Sabe-se que nas primeiras décadas do século XX fosse em casa ou nas escolas afiavam-se os lápis utilizando um instrumento cortante e afiado, recorrendo-se geralmente ao mais vulgar de todos, a faca. Seguiu-se o uso da lâmina de barbear mas isso tornava-se um perigo para as crianças nas escolas. Na tentativa de reduzir esse perigo, surgiu um tipo de aguça em forma de ferradura que utilizava uma lâmina transversal, a qual cortava a madeira e afiava a mina.
Em 1945 o espanhol Ignacio Urresti, que trabalhava numa antiga empresa de produção de armas, inventou o primeiro afia-lápis digno desse nome. Tratava-se de uma caixa com uma manivela para afiar os lápis e que, apesar dos seus 1,29 quilos, rapidamente foi adotada em escritórios e instituições um pouco por todo o mundo, surgindo assim os primeiros afiadores para as áreas de trabalho.
Um facto curioso foi o que aconteceu na década de 70 e que ajudou na disseminação dos aguças pelas casas particulares. Por essa altura começaram a aparecer miniaturas de objetos do dia-a-dia feitas de um metal escuro chamado calamina, e que despertaram a curiosidade dos colecionadores pelo seu detalhe. Como essas miniaturas pagavam o imposto de bens de luxo, pelo menos duas empresas de Valência, principais criadoras destas miniaturas, decidiram começar a aplicar afiadores às peças produzidas para, assim, pagarem o imposto mais reduzido aplicável a artigos escolares, chegando a lançar perto de 100 modelos diferentes com grande saída. Desde instrumentos musicais, lâmpadas, fonógrafos, telefones e meios de transporte, muitos tipos foram criados.

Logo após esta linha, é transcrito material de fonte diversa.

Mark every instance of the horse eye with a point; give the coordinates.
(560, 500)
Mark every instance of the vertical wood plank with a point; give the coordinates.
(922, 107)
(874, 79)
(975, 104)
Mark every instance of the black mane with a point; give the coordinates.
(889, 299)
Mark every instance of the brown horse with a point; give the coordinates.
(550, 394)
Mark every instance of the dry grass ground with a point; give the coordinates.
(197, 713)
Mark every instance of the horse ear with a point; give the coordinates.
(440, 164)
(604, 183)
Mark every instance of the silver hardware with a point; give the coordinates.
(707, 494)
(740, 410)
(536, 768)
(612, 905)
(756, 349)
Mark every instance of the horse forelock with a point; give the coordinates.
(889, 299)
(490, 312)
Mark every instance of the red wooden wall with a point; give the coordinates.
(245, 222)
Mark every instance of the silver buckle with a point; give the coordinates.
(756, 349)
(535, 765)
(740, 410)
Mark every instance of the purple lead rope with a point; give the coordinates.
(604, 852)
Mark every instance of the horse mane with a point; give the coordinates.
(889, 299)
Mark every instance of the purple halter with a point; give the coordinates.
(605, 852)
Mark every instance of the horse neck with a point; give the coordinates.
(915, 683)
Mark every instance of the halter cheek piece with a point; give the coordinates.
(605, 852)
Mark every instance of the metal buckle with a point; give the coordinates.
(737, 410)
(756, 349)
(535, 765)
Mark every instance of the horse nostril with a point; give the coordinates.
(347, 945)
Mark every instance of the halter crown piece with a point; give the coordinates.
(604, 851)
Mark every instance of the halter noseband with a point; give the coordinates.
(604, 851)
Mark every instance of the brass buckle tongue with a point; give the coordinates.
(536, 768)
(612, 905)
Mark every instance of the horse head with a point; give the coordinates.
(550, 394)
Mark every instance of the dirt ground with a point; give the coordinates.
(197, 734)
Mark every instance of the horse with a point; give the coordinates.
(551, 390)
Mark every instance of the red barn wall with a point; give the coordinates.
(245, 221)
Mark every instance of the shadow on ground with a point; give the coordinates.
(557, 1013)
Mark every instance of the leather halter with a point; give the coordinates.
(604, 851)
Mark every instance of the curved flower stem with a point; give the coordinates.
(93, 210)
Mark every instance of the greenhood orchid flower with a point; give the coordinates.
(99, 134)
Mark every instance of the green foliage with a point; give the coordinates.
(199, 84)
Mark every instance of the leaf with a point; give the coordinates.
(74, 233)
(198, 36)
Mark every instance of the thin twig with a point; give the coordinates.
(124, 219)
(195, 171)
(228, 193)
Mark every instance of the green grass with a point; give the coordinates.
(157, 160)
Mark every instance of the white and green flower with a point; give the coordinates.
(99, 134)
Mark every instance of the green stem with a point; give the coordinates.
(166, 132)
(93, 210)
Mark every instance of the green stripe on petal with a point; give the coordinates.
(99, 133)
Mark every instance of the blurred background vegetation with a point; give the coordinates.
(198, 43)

Hoje em dia existem afia-lápis de mil e um feitios, principalmente para as crianças, com formas de personagens de ficção e aventura e quase todos feitos de plástico, o que reduziu bastante o seu preço. Também existem afiadores elétricos, bem mais caros, normalmente usados nas grandes empresas pelos executivos de topo.
O afia-lápis que aqui se expõe é fixo de manivela. Normalmente, encontrava-se fixo num escritório e é de metal ou plástico. Inclui uma manivela como parte principal para acionar o instrumento e no seu interior contém uma ou duas lâminas cilíndricas que afiam o lápis. A cobertura deste instrumento tem um depósito para as aparas do lápis, que necessitava ser esvaziado periodicamente. Para usá-lo, introduz-se o lápis na abertura com uma distância adequada com a que se deseja afiar o lápis e começa-se a dar voltas à manivela no sentido dos ponteiros do relógio; isto roda o sistema de lâminas cilíndricas colocadas dentro do mecanismo em certo ângulo. Este objeto foi doado por Alberto Fonseca Xavier. As miniaturas que aqui se observam fazem parte do espólio da Casa – Museu Regional de Oliveira de Azeméis.